Sechs Sonaten und Partiten für Violine solo BWV 1001–1006

Rubrik: CDs
Verlag/Label: Auris Subtilis as 5021-2000
erschienen in: das Orchester 12/2008 , Seite 69

Der Jahrzehnte dauernde Wiederaufbau der im Zweiten Weltkrieg zerstörten Chemnitzer Stadtkirche St. Jacobi soll 2012 zum 600-jährigen Bestehen des gotischen Bauwerks abgeschlossen sein. Eine Benefiz-CD mit den Werken für Violine solo von Johann Sebastian Bach hilft, das ehrgeizige Ziel zu erreichen. Doch diese Einspielung ist auch in tontechnischer und musikalischer Hinsicht bemerkenswert. Sie entstand in der Jacobikirche. Dabei wurde klangpuristisch auf eine Nachbearbeitung verzichtet. Der Hörer hat so den Eindruck, in einem Kirchenschiff zu sitzen. Bald gewöhnt sich das Ohr an den nie störenden Hall, der zur Klangfülle dieser CD beiträgt. Hierbei wird bewusst, dass Musik nie im „neutralen“ Raum eines Studios erklingt, sondern an einen Raum mit bestimmten Qualitäten gebunden ist.
Hartmut Schill spielt zwar nicht auf einer Barockgeige, hat sich aber intensiv mit historischer Aufführungspraxis beschäftigt. Er sieht sich als „Urenkelschüler“ von Joseph Joachim, der erstmals wieder Bachs Solowerke im Konzertsaal aufführte. Dabei verbindet Schill modernes Violinspiel mit der von Harnoncourt und vielen anderen entwickelten historischen Aufführungspraxis zu einem eigenen, überzeugenden Weg, der insbesondere hier in der Akustik eines Kirchenraums zu einem begeisternden Ergebnis führt. Während Barockgeigen den rhythmischen Impetus und die Klarheit der Artikulation betonen, neigt das moderne Violinspiel zur Darstellung der Musik als Fluss und Kontinuum.
Wer nun fürchtet, dass Helmut Schill verführt durch die hallige Akustik des Kirchenraums eine Klangorgie entfesselt, der kann beruhigt sein: Im Gegenteil, Schill arbeitet einzelne Motive klar heraus, lässt das polyfone Gegenüber von Themen bewusst werden und verwirklicht so jene „Klangrede“, von der Harnoncourt als erster schrieb. Aber dennoch vernachlässigt er nicht das Klangliche, stellt hohe und tiefe Klangräume gegenüber, baut Spannungsbögen auf und entwickelt ein schattierungsreiches Klanggeschehen, dem man von Anfang bis zum Schluss gefesselt zuhört.

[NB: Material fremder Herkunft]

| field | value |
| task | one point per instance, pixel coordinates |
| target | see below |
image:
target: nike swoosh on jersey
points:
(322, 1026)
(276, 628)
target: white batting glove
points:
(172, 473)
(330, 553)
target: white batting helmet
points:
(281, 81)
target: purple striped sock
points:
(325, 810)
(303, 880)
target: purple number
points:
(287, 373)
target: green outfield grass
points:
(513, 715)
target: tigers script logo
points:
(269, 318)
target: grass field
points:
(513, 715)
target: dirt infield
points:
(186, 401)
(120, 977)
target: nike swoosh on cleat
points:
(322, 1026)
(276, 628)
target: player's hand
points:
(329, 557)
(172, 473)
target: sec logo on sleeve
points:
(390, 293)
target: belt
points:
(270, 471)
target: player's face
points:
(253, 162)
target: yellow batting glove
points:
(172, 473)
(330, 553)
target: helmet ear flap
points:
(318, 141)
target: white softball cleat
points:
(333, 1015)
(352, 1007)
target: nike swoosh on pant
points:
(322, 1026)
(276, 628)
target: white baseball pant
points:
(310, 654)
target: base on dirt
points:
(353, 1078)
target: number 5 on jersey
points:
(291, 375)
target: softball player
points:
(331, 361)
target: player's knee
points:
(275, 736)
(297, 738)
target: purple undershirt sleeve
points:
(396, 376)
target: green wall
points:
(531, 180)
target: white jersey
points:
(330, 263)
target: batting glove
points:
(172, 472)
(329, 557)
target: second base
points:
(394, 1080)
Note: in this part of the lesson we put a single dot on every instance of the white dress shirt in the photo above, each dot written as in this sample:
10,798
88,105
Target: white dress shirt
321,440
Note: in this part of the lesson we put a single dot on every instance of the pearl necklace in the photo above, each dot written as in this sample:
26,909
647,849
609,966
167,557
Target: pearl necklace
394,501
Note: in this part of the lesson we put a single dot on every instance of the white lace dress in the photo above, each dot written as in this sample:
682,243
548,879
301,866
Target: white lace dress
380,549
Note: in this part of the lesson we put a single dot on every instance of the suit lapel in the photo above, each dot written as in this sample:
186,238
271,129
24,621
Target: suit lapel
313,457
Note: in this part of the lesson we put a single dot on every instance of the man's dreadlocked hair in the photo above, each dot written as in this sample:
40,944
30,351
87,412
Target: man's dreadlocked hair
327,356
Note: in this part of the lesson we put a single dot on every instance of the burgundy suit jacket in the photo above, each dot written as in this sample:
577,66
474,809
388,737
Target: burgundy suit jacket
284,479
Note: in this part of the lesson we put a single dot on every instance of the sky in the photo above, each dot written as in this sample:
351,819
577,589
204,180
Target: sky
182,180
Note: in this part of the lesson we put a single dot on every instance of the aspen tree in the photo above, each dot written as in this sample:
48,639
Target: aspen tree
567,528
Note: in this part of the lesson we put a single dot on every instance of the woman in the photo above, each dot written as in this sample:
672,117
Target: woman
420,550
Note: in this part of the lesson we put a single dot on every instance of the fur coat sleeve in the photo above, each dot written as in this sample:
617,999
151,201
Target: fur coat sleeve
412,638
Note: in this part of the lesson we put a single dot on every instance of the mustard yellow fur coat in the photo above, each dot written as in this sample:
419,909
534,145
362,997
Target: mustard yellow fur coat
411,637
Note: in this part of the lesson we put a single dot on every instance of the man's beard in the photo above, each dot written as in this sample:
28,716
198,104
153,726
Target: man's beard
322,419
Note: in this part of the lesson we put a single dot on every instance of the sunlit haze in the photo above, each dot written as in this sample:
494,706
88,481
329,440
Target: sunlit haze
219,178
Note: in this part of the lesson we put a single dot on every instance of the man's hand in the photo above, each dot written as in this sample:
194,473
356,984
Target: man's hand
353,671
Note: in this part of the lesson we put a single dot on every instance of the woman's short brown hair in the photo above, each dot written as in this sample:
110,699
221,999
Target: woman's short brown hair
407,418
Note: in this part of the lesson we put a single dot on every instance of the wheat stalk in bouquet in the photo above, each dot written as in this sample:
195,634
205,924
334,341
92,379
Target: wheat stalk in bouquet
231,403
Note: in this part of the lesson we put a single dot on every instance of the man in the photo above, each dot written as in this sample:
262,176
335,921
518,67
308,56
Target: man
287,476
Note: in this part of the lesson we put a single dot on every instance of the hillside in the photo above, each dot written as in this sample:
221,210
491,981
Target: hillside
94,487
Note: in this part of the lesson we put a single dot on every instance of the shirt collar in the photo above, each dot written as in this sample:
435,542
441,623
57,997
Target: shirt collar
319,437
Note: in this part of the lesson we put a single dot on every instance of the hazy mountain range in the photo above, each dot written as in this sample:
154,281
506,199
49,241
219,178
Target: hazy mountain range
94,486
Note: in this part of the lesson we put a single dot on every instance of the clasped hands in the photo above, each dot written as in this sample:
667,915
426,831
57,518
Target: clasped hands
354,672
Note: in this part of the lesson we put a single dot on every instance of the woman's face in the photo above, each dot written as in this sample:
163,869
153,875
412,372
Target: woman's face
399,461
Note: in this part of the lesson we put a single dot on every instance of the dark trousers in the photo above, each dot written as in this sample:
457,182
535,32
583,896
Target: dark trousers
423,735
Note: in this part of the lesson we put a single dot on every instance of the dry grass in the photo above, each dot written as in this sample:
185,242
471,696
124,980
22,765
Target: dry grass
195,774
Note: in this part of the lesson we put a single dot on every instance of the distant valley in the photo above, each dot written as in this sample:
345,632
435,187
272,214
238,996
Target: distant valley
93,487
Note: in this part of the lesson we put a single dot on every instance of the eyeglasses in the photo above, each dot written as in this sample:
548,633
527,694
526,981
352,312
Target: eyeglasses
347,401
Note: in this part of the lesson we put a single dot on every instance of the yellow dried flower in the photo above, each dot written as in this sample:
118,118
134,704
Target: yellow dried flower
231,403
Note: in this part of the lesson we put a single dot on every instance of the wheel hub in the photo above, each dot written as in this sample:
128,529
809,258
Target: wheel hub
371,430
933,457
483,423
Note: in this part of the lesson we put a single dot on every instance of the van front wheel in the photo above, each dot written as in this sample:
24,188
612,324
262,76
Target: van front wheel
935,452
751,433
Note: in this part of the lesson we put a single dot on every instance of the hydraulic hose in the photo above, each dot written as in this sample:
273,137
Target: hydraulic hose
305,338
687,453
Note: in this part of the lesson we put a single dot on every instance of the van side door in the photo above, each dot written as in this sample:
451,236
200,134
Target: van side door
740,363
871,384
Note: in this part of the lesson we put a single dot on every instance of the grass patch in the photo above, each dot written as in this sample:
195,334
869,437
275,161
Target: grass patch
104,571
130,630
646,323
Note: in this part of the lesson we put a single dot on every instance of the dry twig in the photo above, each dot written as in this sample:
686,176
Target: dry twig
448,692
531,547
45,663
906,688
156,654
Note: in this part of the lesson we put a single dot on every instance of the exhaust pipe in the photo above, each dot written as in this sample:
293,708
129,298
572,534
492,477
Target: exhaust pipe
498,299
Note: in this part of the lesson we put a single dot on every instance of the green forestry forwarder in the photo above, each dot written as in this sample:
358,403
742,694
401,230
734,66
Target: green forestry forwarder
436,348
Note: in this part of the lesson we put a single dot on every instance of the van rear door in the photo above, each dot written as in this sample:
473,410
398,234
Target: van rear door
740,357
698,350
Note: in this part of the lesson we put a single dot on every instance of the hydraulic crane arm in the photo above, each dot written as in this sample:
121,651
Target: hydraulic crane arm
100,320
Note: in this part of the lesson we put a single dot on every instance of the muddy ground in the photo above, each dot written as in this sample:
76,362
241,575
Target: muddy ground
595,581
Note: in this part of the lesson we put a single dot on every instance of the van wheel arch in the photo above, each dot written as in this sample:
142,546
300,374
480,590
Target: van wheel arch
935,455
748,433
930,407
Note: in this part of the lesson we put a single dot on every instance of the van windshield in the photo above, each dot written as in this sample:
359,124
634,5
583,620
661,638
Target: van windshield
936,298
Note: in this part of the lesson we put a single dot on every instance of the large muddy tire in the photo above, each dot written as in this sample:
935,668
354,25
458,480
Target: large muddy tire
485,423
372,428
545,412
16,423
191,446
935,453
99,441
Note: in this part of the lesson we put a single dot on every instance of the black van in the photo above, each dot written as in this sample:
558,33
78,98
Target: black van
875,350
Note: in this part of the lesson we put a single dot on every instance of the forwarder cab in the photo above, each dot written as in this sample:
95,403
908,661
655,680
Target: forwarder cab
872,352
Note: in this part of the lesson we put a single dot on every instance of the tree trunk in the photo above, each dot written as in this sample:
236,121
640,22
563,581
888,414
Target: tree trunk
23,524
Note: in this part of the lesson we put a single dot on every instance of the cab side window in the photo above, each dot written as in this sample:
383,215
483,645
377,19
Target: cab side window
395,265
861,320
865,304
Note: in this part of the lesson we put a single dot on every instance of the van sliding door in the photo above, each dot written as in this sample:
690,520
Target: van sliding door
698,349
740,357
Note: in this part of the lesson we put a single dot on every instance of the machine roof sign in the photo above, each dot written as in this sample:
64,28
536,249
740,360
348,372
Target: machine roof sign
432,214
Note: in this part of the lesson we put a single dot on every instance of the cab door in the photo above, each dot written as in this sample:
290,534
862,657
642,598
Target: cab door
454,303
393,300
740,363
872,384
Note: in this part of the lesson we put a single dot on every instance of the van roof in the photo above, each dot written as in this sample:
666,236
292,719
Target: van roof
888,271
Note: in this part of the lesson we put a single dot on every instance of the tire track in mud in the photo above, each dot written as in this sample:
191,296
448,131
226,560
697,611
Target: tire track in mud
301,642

Zu den besonderen Vorzügen seines Spiels gehört, dass diese Musik nicht als komplizierte „Kopfmusik“, sondern voller Emotionen dargeboten wird. Die Fugen erscheinen so nicht nur als Meisterwerke musikalischer Konstruktion, sondern als expressiver Gefühlsausdruck voller Brechungen und innerer Zerrissenheit. In den Tanzsätzen zeigt Schill die Nähe selbst dieser Musik Bachs zum Musikantischen. Stupende Virtuosität entfaltet Schill in den Presto-Sätzen, etwa dem Schlusssatz der g-Moll-Sonate.
So kann man dieser CD eine weite Verbreitung wünschen, da sie nicht nur zum Wiederaufbau der Chemnitzer Jacobikirche beiträgt, sondern auch die Entdeckung eines großartigen Solisten ermöglicht.